En zoals ik eerder heb gezegd: ik denk dat de weg ook ingeslagen is met de maatregelen die we nu aan het nemen zijn. Natuurlijk is het werk niet af, maar we zullen daar de komende maanden en jaren nog verder naar kijken. In verband met een aantal zaken kan ik vanuit Vlaanderen nog niets doen. Vandaar dat ik binnenkort samenzit met mijn collega Van Peteghem om te kijken hoe we daar nog een aantal zaken alsnog kunnen doen richting de taxshift.
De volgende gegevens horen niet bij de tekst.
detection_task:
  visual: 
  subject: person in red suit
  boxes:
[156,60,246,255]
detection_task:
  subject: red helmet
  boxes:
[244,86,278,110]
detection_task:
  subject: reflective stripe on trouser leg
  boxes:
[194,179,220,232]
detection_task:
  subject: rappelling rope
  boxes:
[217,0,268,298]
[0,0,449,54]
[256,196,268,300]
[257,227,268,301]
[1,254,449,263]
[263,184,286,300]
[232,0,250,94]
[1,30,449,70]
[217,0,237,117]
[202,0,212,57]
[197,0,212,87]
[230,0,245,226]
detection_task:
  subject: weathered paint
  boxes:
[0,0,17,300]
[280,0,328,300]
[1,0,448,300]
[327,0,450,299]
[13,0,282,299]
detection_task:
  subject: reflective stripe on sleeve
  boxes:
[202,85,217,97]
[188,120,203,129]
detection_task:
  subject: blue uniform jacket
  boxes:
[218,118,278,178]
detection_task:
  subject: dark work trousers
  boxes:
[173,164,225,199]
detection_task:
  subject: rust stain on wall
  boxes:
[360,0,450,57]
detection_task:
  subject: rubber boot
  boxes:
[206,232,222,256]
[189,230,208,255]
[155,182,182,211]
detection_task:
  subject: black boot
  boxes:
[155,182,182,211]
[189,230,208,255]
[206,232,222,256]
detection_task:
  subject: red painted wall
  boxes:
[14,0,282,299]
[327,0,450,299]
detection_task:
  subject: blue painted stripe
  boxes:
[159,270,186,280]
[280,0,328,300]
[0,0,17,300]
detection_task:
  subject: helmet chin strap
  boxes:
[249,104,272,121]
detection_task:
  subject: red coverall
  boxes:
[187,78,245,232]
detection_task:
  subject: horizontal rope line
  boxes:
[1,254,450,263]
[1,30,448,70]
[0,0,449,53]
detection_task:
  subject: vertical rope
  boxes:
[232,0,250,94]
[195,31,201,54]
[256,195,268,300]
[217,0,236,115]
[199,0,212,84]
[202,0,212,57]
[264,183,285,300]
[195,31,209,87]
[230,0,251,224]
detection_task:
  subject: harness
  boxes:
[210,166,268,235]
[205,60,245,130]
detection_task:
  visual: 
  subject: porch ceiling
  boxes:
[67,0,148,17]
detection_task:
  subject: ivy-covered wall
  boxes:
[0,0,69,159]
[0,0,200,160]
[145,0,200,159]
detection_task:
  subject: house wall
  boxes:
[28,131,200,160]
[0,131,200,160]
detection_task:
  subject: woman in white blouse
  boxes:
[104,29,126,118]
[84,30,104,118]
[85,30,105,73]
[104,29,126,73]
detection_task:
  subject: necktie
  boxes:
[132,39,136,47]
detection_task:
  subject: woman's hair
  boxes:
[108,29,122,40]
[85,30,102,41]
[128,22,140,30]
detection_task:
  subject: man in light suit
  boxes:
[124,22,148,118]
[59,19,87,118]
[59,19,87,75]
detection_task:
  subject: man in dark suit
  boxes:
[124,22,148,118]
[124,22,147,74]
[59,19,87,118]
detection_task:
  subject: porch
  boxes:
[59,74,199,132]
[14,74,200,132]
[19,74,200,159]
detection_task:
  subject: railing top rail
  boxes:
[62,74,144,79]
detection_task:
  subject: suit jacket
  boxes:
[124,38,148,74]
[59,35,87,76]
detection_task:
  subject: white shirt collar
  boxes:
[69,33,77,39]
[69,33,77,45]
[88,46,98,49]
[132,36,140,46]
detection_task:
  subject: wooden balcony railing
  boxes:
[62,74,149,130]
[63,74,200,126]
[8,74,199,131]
Om de businesscase van de warmtepompen te verbeteren, heb ik aan de VREG gevraagd om, zoals momenteel al in enkele Europese lidstaten het geval is, een voordelig distributienettarief voor warmtepompen in te voeren, bijvoorbeeld via een afzonderlijke teller, dat rekening houdt met de positieve rol die warmtepompen qua flexibiliteit kunnen bieden aan het distributienet. Directe tarifaire instructies kunnen inderdaad niet aan de regulator worden gegeven, maar algemene beleidsrichtsnoeren zijn wel toegelaten. Artikel 4.1.32 van het Energiedecreet bevat momenteel al 22 richtsnoeren, en we bekijken dan ook momenteel hoe we dit, los van het overleg met de VREG, juridisch als een algemene beleidsrichtlijn kunnen formuleren, zonder dat we ons daarmee op hun terrein begeven. De reden waarom er vandaag in 80 procent van de gevallen bij nieuwbouw nog een aardgasaansluiting is, is dat die warmtepompen natuurlijk nog te duur zijn.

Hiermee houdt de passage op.